I must preface this entry with a note that I wasn't in the best mood when I got home to make this recipe. I'd planned to make Mushroom Stew with Spaetzle, and so that's what I decided to do, regardless of how I felt.
Now, there are some hints that this isn't a recipe to make when you're prone to frustration. You make spaetzle (German egg noodles), and then you make the mushroom stew. Neither of these should be that difficult, but doing both back-to-back is a little time-consuming.
I don't make pasta very often, and I've never made spaetzle. Basically, you mix together flour, salt, milk, and eggs, and let the mixture set for 10 minutes. Then you push the sticky dough through a large-holed colander into a pot of boiling water. You scoop the spaetzle from the water once they float to the top. I didn't have a colander with ¼ inch holes, but one of the reviews of the recipe said they pushed the dough through the slats of a broiler pan. That sounded reasonable, and it worked okay, but I found that the spaetzle floated practically as soon as it hit the water. It was pretty messy to do as well. It worked, but I got frustrated while doing it. I just didn't find the spaetzle appetizing once I cooked them.

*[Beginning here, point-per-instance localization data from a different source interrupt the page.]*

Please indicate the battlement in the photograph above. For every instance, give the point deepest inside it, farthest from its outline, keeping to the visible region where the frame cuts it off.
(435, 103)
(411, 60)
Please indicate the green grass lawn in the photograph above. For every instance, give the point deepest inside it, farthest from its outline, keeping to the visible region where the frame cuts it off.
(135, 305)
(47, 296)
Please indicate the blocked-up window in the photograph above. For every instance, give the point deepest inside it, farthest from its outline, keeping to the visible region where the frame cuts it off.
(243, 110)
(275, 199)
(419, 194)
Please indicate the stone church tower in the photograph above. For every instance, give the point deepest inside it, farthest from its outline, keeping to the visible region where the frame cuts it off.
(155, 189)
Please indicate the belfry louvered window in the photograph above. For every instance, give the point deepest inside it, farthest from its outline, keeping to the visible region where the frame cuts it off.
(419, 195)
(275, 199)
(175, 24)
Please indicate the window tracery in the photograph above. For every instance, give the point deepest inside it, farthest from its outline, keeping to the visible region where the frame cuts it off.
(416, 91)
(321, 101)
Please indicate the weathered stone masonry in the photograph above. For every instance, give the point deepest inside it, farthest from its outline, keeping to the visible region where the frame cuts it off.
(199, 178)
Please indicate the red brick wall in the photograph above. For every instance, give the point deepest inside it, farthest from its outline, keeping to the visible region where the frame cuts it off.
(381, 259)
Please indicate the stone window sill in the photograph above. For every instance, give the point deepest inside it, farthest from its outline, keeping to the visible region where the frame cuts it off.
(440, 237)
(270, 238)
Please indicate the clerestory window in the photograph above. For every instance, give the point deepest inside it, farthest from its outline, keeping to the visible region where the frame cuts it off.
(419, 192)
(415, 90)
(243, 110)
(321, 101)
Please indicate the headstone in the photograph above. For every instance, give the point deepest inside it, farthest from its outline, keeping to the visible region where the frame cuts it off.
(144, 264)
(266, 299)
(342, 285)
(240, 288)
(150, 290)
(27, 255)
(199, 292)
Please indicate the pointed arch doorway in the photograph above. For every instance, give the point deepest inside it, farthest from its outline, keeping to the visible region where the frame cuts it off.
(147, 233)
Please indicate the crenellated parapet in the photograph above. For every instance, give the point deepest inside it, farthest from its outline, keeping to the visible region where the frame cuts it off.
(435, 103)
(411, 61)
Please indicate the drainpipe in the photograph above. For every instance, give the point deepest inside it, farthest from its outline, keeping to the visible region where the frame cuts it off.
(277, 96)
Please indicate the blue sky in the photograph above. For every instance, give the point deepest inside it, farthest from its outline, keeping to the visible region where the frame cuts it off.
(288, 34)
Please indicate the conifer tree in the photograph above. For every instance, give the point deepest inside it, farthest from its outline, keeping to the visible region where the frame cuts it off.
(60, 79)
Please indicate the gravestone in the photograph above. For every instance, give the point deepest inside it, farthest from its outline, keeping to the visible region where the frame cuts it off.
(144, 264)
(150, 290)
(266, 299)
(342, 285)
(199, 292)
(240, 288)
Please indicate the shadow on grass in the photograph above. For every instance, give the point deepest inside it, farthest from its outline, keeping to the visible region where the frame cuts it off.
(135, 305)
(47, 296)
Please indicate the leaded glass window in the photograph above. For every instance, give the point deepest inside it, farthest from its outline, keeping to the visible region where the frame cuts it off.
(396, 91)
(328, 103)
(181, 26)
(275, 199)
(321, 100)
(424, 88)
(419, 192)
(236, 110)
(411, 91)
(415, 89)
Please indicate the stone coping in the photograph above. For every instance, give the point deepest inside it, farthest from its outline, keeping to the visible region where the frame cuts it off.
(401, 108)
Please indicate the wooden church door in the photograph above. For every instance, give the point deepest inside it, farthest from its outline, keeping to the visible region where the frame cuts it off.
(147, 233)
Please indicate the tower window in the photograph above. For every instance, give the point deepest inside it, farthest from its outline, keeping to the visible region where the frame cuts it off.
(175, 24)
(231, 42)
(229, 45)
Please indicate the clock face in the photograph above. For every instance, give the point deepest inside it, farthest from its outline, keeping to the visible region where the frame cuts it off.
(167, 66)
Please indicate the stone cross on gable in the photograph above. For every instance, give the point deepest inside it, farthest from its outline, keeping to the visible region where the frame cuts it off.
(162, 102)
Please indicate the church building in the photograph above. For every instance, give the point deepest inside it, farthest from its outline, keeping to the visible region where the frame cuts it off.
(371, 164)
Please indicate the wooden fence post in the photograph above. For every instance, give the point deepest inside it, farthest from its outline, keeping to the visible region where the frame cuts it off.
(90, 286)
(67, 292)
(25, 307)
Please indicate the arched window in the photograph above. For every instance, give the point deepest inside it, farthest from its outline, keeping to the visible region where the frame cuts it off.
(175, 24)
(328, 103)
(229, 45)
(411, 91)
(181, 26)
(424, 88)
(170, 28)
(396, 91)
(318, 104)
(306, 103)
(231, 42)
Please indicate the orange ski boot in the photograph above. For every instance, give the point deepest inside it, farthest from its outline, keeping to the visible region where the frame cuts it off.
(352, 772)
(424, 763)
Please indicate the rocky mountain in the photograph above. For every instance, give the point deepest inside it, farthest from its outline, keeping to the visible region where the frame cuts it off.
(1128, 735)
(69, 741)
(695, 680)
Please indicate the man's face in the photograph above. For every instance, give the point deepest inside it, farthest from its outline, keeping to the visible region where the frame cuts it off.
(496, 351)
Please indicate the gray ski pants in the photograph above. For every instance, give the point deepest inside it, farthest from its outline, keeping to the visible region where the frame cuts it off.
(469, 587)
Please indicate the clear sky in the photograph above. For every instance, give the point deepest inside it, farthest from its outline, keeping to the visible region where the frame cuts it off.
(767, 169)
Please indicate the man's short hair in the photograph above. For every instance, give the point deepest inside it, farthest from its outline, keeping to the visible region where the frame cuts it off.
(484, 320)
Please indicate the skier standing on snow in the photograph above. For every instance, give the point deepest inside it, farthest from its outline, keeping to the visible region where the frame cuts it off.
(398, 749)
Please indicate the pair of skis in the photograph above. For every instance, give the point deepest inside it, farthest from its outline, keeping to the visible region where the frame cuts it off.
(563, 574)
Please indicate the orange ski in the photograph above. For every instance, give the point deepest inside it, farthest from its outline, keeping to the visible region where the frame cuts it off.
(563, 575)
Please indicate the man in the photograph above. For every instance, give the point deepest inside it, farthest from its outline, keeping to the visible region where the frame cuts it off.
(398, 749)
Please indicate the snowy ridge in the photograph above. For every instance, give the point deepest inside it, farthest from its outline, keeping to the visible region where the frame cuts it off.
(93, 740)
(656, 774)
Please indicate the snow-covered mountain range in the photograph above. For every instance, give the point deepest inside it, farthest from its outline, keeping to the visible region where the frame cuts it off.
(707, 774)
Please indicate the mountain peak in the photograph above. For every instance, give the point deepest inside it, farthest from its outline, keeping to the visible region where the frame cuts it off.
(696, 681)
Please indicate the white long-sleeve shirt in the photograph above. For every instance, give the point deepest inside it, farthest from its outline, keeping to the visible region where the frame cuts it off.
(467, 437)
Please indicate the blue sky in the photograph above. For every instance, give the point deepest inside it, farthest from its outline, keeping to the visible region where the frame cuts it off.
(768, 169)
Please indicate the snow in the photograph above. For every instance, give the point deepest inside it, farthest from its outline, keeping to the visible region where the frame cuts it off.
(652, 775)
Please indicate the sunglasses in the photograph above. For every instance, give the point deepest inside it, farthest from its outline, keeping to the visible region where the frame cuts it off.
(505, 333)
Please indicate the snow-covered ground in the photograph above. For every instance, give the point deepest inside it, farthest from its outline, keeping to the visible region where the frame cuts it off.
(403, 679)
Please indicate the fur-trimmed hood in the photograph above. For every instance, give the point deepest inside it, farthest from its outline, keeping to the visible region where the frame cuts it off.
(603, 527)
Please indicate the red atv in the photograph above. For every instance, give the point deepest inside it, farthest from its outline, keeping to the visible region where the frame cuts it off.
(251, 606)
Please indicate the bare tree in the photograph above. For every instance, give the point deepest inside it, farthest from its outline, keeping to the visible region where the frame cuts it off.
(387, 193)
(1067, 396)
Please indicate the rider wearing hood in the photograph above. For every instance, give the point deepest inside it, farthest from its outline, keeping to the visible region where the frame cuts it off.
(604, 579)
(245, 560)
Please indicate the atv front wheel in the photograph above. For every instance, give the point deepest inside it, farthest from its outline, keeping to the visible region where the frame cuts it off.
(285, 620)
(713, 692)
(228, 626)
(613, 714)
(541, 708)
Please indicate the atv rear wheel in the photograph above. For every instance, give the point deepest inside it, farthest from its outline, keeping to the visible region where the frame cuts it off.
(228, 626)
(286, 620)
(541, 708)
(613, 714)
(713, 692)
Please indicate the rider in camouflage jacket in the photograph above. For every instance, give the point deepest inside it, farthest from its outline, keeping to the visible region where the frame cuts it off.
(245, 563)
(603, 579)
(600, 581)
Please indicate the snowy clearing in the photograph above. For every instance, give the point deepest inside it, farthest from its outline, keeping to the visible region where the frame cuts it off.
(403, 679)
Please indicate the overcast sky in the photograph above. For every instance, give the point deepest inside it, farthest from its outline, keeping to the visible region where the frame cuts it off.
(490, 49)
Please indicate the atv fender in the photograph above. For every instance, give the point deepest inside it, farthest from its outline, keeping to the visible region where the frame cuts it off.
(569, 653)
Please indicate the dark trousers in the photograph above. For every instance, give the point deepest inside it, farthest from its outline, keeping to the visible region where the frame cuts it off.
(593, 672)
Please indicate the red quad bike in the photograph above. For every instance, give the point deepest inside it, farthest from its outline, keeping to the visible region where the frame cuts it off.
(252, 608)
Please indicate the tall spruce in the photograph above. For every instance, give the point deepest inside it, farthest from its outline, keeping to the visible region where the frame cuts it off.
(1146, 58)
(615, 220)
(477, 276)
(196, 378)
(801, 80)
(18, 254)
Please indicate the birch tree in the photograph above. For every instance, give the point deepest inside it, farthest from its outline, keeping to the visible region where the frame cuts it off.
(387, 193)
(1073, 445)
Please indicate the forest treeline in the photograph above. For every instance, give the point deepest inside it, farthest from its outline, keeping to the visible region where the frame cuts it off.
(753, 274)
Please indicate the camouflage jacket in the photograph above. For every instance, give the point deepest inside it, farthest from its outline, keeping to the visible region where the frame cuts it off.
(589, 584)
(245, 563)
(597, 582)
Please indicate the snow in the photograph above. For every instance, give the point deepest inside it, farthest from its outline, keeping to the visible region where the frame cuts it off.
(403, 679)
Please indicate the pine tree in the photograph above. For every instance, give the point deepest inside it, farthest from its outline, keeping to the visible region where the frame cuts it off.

The mushroom stew was pretty straightforward to make, although you had to soak dried mushrooms to start. Saute onions and garlic, add various mushrooms, and cook until most moisture has evaporated. Add flour and paprika, then red wine, and then broth and mushroom soaking liquid, and cook about 15 minutes until thickened. Add balsamic vinegar salt and pepper, and parsley, stir in spaetzle, and serve.
This was okay. I wasn't in the mood for it once I was done cooking it, so I was unimpressed. Alex liked the chewy spaetzle, and liked that the meal tasted hearty even though it didn't have any meat in it. He said that he thought it tasted similar to beef stroganoff, except without the beef. He liked it, and went back for seconds. There was probably nothing wrong with this recipe; I was just tired and not in the mood to eat it. It's probably a solid recipe. Give it a try if you'd like, because Alex liked it.